Getting older is a fact of life, and one that everyone needs to prepare for. As stated in a report by the United Nations, the share of the global population above 65 years old increased from 6% in 1990 to 9% in 2019. By 2050, there will be an estimated 1.5 billion people in the world aged 65 or older.
While aging is a natural part of life, it doesn’t mean that we can take our bodies for granted. As we age, the human body begins to change. Bone density lowers, muscles weaken, and other bodily functions begin to slow down. In a previous post, we talked about ‘How Aging Affects Muscle Loss’. Today, we’re going to talk about a few ways to manage aging in general. Specifically, what nutrition you’re going to need as you get older.
Bone density loss is one of the biggest concerns when it comes to aging. As our bones get weaker, they become less able to hold up our bodies, and become more prone to fractures and other bone-related injuries and diseases. And because recovery can take so long in seniors, it’s especially important that bone health is maintained.
The best nutrient for this is, of course, calcium. The human body can’t produce calcium on its own, so it needs to get it from other sources. The Institute of Medicine has guidelines for calcium intake for older adults, noting that women 51 years and older should take around 1200 mg of calcium while men the same age should take around 1000 mg. You can take calcium from whole food sources like dairy or dark green leafy vegetables, or opt for supplements with the recommendation of your doctor.
Protein is another thing that older adults should start paying attention to. The human body has about 30% protein tissue for most of our lives, but that rate declines to about 20% or less by age 70. While we often pay attention to our protein intake when we’re younger, the truth is that the older we get, the more protein we actually need.
In general, older adults will need about 1-1.2 grams of protein per kilogram of body weight. Protein sources in whole foods include meats, dairy products, fish and other seafood, eggs, and plant-based sources like nuts and legumes. You’ll also need to think about the protein you’re taking in— collagen is especially important for maintain bone health and density, for example. According to Brightcore, collagen can also help with joint pain, making it especially useful for seniors.

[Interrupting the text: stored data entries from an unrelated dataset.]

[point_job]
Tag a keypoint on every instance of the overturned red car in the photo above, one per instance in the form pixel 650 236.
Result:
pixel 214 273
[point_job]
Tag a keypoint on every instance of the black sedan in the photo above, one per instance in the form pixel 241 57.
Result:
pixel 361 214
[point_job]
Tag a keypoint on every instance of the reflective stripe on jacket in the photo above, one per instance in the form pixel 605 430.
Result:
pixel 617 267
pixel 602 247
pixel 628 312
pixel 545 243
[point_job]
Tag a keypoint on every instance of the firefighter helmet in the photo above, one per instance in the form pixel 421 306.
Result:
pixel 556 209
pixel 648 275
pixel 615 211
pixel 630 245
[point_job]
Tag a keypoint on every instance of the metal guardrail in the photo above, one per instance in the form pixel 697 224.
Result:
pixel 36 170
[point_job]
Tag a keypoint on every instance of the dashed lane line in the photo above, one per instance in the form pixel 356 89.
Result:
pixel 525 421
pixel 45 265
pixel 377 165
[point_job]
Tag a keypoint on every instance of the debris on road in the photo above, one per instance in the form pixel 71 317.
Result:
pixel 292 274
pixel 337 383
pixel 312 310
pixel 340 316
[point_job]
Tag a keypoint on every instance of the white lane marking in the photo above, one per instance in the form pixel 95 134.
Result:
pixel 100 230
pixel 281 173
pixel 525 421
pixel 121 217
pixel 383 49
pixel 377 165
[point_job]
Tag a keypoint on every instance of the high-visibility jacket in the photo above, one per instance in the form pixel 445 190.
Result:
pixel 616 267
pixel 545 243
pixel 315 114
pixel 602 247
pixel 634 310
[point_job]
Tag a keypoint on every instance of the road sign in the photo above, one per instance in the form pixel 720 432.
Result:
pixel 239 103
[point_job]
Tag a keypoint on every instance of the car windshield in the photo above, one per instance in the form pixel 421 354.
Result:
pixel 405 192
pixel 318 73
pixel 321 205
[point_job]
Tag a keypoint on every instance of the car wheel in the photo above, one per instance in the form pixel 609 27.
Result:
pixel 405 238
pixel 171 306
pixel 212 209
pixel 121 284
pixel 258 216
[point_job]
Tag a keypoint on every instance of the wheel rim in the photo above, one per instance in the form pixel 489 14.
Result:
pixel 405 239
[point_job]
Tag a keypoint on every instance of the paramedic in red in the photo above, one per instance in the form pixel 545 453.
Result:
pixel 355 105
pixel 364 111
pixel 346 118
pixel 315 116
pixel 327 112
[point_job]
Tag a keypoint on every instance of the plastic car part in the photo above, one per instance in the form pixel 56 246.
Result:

One of the key points to the aging process is oxidative stress. It can damage cells, proteins, and DNA, which contribute to the aging process. In order to slow down the effects of this, elderly people will need to up their intake of antioxidants. Antioxidants can protect your cells against free radicals, and subsequently a wide variety of diseases like heart disease, cancer, and more.
Luckily, antioxidants can be found in a wide variety of foods. Healthline lists a few common antioxidant sources such as watercress, blueberries, papaya, and cruciferous vegetables like broccoli. Antioxidant supplements are also an option, but on the whole doctors recommend taking your antioxidants from whole foods instead, as supplements can have an excess of antioxidants that can be detrimental to your overall health.
Finally, the next thing that you’ll need to keep healthy in your later years is vitamin D. Vitamin D performs a variety of functions in the human body, including regulating the amount of calcium and phosphate. This helps keep your bones, gums, and teeth healthy, and can even help prevent some cancers.
Additionally, Medical News Today reports that there’s evidence vitamin D can help reduce frailty in old age, making it essential for older individuals. The National Academy of Medicine recommends around 600 to 800 IU of vitamin D for seniors. Great vitamin D sources include oily fish, egg yolk, fortified foods, and of course, sunlight. You can also try vitamin D supplements if you’re worried about hitting the minimum recommended daily amount.
Aging comes with its own challenges, but that doesn’t mean we can’t make sure our bodies are up to the task. The above nutrients are a guide for what aging bodies generally need, but before making any dietary or supplementary decisions you should always be sure to check in with your doctor or nutritionist. After all, if we want to enjoy our golden years, we need to make sure we’re investing in our bodies.